Oddechy stały się coraz bardziej chaotyczne, a ból jeszcze większy.
- Zatrzymaj... to... - wyszeptała, z bólu wyginając ciało w łuk i zamykając oczy, starając odciąć się od rzeczywistości. Cierpienie nie znało jednak granic i nie pozwoliło jej stracić kontaktu z otoczeniem, rozkoszując się jej bólem.

Bonnie trzęsły się ręce, gdy pochylała się nad Caroline. Przez głowę przemknęło jej szybkie wspomnienie rozmowy z Eleną, kiedy przyjaciółka opowiadała, jak wyciągała odłamki drewnianego pocisku ze Stefana.
Teraz czarownica znalazła się w tej samej sytuacji.
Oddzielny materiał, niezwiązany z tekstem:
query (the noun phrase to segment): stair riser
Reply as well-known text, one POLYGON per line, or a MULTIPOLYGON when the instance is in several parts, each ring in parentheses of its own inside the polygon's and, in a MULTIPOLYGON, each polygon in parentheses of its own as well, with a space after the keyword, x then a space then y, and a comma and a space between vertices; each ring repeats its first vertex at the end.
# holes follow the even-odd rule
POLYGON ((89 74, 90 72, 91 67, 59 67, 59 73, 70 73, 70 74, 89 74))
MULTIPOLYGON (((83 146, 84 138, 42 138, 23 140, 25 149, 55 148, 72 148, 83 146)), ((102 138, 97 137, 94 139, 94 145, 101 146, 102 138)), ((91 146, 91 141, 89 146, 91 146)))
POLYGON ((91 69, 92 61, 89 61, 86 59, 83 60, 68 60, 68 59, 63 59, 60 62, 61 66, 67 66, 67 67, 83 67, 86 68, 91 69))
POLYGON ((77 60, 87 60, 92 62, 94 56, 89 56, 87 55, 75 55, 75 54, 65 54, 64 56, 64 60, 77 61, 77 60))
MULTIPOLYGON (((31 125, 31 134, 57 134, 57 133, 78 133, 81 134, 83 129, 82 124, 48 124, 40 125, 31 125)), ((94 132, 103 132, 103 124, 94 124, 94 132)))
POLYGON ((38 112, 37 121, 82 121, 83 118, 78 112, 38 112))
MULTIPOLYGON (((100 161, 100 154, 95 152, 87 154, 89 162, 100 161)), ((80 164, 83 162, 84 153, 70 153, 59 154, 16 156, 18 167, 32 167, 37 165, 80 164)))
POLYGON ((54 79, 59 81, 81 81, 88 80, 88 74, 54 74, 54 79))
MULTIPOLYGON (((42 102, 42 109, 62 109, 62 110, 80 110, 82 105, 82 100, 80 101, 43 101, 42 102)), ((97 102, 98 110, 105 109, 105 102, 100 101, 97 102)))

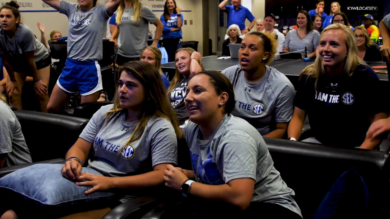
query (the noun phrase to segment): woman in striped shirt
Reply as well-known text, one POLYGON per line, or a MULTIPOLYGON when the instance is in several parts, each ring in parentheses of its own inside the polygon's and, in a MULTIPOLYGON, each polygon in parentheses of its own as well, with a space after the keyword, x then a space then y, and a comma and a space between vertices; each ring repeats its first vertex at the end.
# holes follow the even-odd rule
POLYGON ((316 56, 316 49, 318 45, 319 33, 313 29, 310 16, 307 11, 299 12, 296 25, 298 29, 291 30, 286 36, 283 52, 300 51, 302 58, 305 58, 307 55, 309 58, 313 58, 316 56))

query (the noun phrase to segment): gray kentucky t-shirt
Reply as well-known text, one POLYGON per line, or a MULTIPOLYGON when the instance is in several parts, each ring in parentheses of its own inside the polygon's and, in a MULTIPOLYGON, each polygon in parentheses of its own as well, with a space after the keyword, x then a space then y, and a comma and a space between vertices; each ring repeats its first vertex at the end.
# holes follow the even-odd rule
POLYGON ((99 61, 103 57, 103 34, 110 16, 106 4, 83 12, 74 3, 61 1, 60 13, 69 19, 68 57, 77 61, 99 61))
POLYGON ((7 153, 5 166, 32 162, 21 127, 15 113, 0 100, 0 154, 7 153))
POLYGON ((139 57, 144 48, 147 46, 147 32, 149 23, 154 24, 157 17, 149 7, 142 5, 139 21, 134 21, 134 8, 126 8, 123 11, 119 25, 121 42, 118 54, 130 58, 139 57))
POLYGON ((282 180, 261 136, 243 119, 227 114, 208 139, 201 139, 199 126, 186 126, 197 182, 227 184, 241 178, 254 180, 252 201, 280 205, 301 215, 295 193, 282 180))
POLYGON ((292 116, 295 96, 294 86, 284 74, 266 65, 260 81, 250 83, 239 65, 222 73, 233 84, 236 107, 232 113, 253 125, 262 135, 275 129, 277 123, 288 122, 292 116))
POLYGON ((184 124, 186 120, 188 119, 188 111, 186 108, 184 101, 187 85, 191 79, 189 78, 180 79, 171 92, 169 97, 172 108, 179 119, 180 125, 184 124))
POLYGON ((35 50, 35 39, 32 30, 23 24, 19 24, 11 39, 0 27, 0 55, 5 55, 12 67, 18 68, 27 63, 25 53, 35 50))
POLYGON ((35 50, 34 51, 34 62, 36 62, 49 57, 49 51, 37 39, 35 39, 35 50))
POLYGON ((170 121, 163 118, 151 118, 141 138, 121 151, 138 122, 127 122, 126 113, 121 111, 112 116, 105 126, 105 114, 113 106, 102 106, 80 135, 93 143, 94 157, 89 161, 88 167, 105 176, 123 177, 144 173, 159 164, 177 164, 175 130, 170 121))

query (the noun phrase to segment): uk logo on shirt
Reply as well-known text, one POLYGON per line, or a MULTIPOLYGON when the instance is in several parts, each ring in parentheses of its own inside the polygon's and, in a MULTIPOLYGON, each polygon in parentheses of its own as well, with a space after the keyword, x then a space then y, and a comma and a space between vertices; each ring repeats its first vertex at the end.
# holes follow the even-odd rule
POLYGON ((126 159, 131 159, 134 156, 134 148, 131 145, 128 145, 121 152, 122 157, 126 159))
POLYGON ((83 23, 84 24, 84 25, 85 26, 89 26, 89 25, 91 24, 90 19, 87 19, 86 20, 84 21, 83 23))

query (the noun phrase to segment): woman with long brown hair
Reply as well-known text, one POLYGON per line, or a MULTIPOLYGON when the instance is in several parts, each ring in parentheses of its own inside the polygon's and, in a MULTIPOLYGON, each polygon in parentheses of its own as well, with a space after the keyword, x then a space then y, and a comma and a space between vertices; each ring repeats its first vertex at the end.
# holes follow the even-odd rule
MULTIPOLYGON (((177 164, 177 139, 182 134, 176 116, 155 67, 138 61, 127 63, 119 72, 113 104, 102 107, 94 115, 67 153, 64 164, 21 169, 2 178, 0 186, 17 191, 14 187, 17 185, 6 182, 12 177, 19 178, 21 173, 30 182, 51 182, 48 196, 62 196, 62 202, 79 201, 72 207, 57 204, 54 213, 58 215, 41 215, 42 217, 57 218, 82 212, 77 215, 101 218, 121 204, 119 200, 126 196, 121 189, 150 190, 162 185, 167 165, 177 164), (90 152, 93 156, 89 156, 90 152), (87 162, 87 167, 83 167, 87 162), (44 173, 38 173, 39 170, 44 173)), ((44 184, 39 184, 24 189, 32 191, 30 193, 46 194, 47 188, 40 185, 44 184)), ((45 203, 45 197, 41 194, 36 199, 45 203)), ((10 207, 18 214, 25 212, 18 208, 20 201, 10 207)), ((39 206, 46 207, 43 205, 39 206)))
POLYGON ((198 72, 204 71, 200 53, 192 48, 182 48, 176 52, 175 60, 176 72, 167 94, 180 124, 188 118, 188 112, 184 104, 186 90, 188 81, 198 72))

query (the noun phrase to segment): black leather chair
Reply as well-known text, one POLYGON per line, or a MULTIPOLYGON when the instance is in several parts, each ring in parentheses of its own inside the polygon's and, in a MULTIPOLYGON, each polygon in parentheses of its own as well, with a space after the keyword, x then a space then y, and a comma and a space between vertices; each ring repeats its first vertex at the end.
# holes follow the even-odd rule
POLYGON ((61 113, 67 116, 90 119, 94 114, 101 107, 112 104, 113 102, 113 101, 106 101, 82 103, 74 108, 65 110, 61 113))
MULTIPOLYGON (((275 166, 294 189, 303 218, 313 218, 320 203, 339 177, 351 167, 362 176, 370 193, 371 218, 387 218, 390 171, 388 153, 334 148, 320 145, 265 138, 275 166)), ((160 203, 142 218, 157 219, 172 205, 160 203)), ((261 215, 261 212, 259 212, 261 215)), ((122 217, 116 218, 125 218, 122 217)))
POLYGON ((35 163, 62 163, 89 120, 26 110, 14 111, 30 153, 31 164, 0 168, 0 177, 35 163))
POLYGON ((389 204, 389 154, 358 148, 342 149, 321 145, 265 138, 275 163, 287 185, 294 189, 304 218, 312 218, 337 179, 353 167, 370 193, 372 218, 381 218, 389 204))

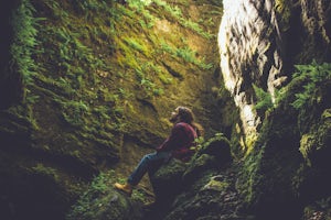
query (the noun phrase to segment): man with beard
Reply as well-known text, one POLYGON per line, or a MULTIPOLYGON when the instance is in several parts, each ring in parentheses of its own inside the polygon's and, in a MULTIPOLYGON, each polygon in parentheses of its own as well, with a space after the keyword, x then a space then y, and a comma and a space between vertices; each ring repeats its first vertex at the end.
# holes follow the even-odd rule
POLYGON ((195 152, 195 139, 203 134, 203 128, 194 122, 194 114, 186 107, 178 107, 171 112, 170 121, 174 124, 166 141, 157 147, 157 152, 145 155, 126 184, 116 183, 115 188, 131 195, 146 173, 153 174, 162 163, 171 157, 188 162, 195 152))

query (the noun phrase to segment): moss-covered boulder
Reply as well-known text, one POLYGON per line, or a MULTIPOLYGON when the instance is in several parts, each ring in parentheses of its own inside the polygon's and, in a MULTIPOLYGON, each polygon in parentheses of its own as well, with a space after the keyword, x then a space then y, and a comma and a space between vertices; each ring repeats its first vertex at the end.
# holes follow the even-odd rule
POLYGON ((245 158, 238 188, 259 218, 300 218, 307 204, 330 195, 328 69, 329 64, 298 66, 245 158))

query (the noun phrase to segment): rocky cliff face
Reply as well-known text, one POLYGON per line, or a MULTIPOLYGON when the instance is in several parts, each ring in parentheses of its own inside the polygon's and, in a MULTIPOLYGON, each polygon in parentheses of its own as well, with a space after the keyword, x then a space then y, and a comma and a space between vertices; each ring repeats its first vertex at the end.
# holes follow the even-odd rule
POLYGON ((253 85, 270 94, 287 84, 293 64, 330 61, 330 3, 324 1, 224 1, 218 46, 225 87, 241 109, 246 139, 264 112, 253 85))
POLYGON ((93 176, 126 176, 160 144, 177 106, 207 136, 232 135, 220 2, 21 0, 1 11, 3 218, 63 218, 93 176))

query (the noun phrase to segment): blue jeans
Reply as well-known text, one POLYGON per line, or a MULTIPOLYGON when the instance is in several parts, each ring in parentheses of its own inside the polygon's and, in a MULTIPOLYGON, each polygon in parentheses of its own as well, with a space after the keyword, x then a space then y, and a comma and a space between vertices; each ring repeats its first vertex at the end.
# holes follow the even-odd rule
POLYGON ((163 162, 167 162, 170 156, 170 152, 154 152, 145 155, 136 169, 129 176, 128 183, 136 186, 147 172, 151 175, 162 165, 163 162))

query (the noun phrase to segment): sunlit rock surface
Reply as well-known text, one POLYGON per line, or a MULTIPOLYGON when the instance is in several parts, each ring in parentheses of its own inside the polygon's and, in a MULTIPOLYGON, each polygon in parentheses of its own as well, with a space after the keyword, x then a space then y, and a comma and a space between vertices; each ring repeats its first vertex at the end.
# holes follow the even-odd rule
POLYGON ((218 33, 221 68, 226 88, 241 109, 246 134, 259 124, 253 84, 274 94, 284 80, 280 33, 273 1, 224 0, 218 33))

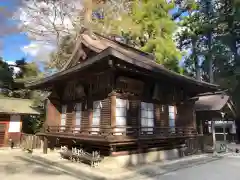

Nie wiedziała jednak, jaka broń znajdowała się w ciele Caroline, nie miała nawet pojęcia, jak blisko serca umieściły się odłamki, które dodatkowo ciągle się przesuwały. Nie chciała użyć magii, bo nie była pewna, czy nie wywołałaby rykoszetu w stronę życiodajnego organu.
Nie wiedziała, co robić.
Odsunęła koszulkę przyjaciółki. Widziała przemieszczające się pod skórą, szczególnie w okolicy mostka i obojczyka, drewniane odłamki. Musiała się pospieszyć.
Spróbowała wyjąć odłamki palcami, ale zachowywały się jak żywe, uciekając w prawą część klatki piersiowej. Caroline była bliska wycia z bólu.
Bonnie uspokoiła swój oddech i zamknęła oczy. Musiała zaryzykować.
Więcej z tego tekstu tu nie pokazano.